Since retro gaming has gotten so popular, you can now buy USB retro controllers relatively inexpensively. Plug one of those guys into your USB OTG, and suddenly you’ve got nostalgia in your pocket whenever you need it.
As a plus, the PS3 controller, which has a USB end, is compatible right out of the box with a handful of devices including the Samsung Galaxy S III.
External hard drive
Although your Android device’s power output isn’t stout enough to keep an unpowered hard drive operational, you can use a plug-in-the-wall powered hard drive to move some files around. Great if you’ve maxed out your phone’s hard drive and want to make some more room.
Because your Android powers whatever device it’s connected to, a portable (not powered) hard drive won’t work. However, a powered hard drive will, since it relies on energy from an external source. With the hard drive connected, you can read, write, and transfer any stored files.
Although this won’t work for some devices, you can plug a thumb drive in and most compatible Android devices treat a USB thumbdrive just like your computer does. Check some files on the go or tuck others away for safekeeping.

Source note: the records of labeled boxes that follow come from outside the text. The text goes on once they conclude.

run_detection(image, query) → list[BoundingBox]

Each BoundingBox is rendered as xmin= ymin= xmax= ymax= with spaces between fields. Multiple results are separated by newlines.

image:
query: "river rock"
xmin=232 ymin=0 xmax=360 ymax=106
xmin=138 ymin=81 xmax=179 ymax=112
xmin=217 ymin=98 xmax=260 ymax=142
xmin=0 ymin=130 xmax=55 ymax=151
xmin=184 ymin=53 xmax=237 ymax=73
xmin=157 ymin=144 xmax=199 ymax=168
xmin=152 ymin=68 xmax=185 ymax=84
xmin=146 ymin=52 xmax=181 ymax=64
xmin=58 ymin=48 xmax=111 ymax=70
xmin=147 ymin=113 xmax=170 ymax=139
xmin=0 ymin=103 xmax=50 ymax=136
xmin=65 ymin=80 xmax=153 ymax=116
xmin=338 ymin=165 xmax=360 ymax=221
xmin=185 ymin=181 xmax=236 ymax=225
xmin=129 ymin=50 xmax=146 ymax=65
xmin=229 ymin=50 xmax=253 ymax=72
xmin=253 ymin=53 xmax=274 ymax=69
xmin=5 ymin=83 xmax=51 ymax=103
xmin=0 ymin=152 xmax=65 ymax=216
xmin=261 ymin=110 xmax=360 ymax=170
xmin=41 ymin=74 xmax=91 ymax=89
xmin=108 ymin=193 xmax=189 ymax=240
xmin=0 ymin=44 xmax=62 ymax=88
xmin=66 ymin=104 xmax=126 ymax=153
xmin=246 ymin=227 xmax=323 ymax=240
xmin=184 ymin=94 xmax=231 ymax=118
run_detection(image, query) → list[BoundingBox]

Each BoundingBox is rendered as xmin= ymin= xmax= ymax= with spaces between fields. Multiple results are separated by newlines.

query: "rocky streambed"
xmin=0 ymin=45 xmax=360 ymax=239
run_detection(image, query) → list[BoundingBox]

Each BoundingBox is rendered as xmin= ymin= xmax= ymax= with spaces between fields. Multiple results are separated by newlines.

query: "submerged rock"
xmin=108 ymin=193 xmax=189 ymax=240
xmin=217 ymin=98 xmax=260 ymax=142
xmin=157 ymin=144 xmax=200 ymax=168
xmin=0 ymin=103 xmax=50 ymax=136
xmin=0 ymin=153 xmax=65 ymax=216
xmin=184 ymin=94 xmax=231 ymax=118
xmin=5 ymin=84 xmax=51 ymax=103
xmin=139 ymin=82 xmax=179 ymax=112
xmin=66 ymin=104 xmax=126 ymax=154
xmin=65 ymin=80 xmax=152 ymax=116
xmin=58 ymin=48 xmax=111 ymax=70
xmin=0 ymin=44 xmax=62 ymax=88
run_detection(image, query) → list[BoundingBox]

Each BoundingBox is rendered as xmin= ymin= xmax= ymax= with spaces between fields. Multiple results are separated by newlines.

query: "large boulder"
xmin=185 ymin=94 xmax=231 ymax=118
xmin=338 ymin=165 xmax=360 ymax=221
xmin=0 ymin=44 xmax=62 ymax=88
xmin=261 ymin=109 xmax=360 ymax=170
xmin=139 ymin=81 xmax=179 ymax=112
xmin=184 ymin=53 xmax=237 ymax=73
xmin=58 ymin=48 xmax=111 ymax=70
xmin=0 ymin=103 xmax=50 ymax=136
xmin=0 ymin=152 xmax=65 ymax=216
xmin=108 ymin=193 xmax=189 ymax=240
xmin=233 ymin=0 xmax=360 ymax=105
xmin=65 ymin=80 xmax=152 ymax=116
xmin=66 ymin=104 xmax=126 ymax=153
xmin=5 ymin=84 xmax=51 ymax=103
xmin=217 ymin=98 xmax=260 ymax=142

Connect to the internet through your USB port with an ethernet adapter. This is a great option for someone who struggles with spotty WiFi reception. With this adaptor-on-adaptor setup, you can jack right into the wall for some of that Grade-A, primo internet. Delicious!
Yep. If you want to do more than one of the above at once, like have two video game controllers or a mouse and a keyboard, then grab a USB expander and give them both a whirl. Who knows what you can come up with?
So those are some of the more useful things we found we could do with the USB OTG adapter. Do you have any creative favorites? How do you put USB OTG to work for you?